NVP : Je pense qu'il est important de pouvoir travailler par blocs et de prévoir au moins une journée entière pour plonger dans une grande peinture. C'est l'avantage des petites œuvres : je peux en mener plusieurs de front, construire des couches et laisser sécher.

HVC : Le point de départ devrait être l'envie. T'obliges-tu à venir ici chaque jour ouvrable ? Car je vois qu'il y a aussi un ordinateur, ce qui est dangereux dans un atelier.

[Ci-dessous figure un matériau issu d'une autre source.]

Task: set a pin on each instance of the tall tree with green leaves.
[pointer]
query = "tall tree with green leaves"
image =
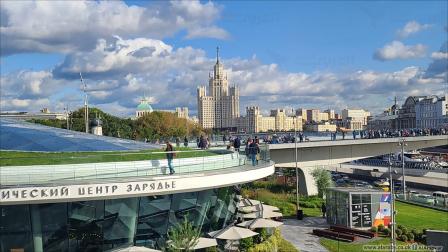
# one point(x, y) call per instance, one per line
point(322, 178)
point(184, 236)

T'imposes-tu une sorte de pression ? Tu travailles bien sûr beaucoup en vue d'expositions, mais y a-t-il un « inconfort » dans ton corps ou ton esprit quand tu montes l'escalier ? Car le monde extérieur est ici à distance, mais d'un autre côté tu brûles évidemment de tout lui montrer. C'est comme quelqu'un qui fait de la musique : il gratte aussi sa guitare à la maison pour finalement se produire. Mais est-ce quelque chose que tu gères facilement en peignant dans ton atelier ? Ce n'est pas seulement : que pensé-je du résultat final, mais aussi : que pense l'autre ? Et comment me positionner dans le champ ? Suis-je un artiste « contemporain » ou non ?

NVP : Je comprends pourquoi tu poses cette question, parce que c'est probablement quelque chose qui revient régulièrement chez les artistes : trouver justement l'équilibre, la discipline ou les habitudes. Je suppose que nous y aspirons tous. Certains y arrivent mieux que d'autres. Je remarque aussi que je ferme très consciemment l'ordinateur ou que je le laisse en bas ; ce qui fonctionne de toute façon mieux. La combinaison ordinateur-peinture n'est généralement pas une bonne idée, la délimitation est importante. Et l'envie est toujours là. Je viens de peindre six semaines d'affilée dans mon atelier, mais j'ai nettoyé mes pinceaux parce que je sens aussi que je dois prendre un peu de distance pour ensuite reposer des couches et pouvoir regarder mon travail d'un œil neuf.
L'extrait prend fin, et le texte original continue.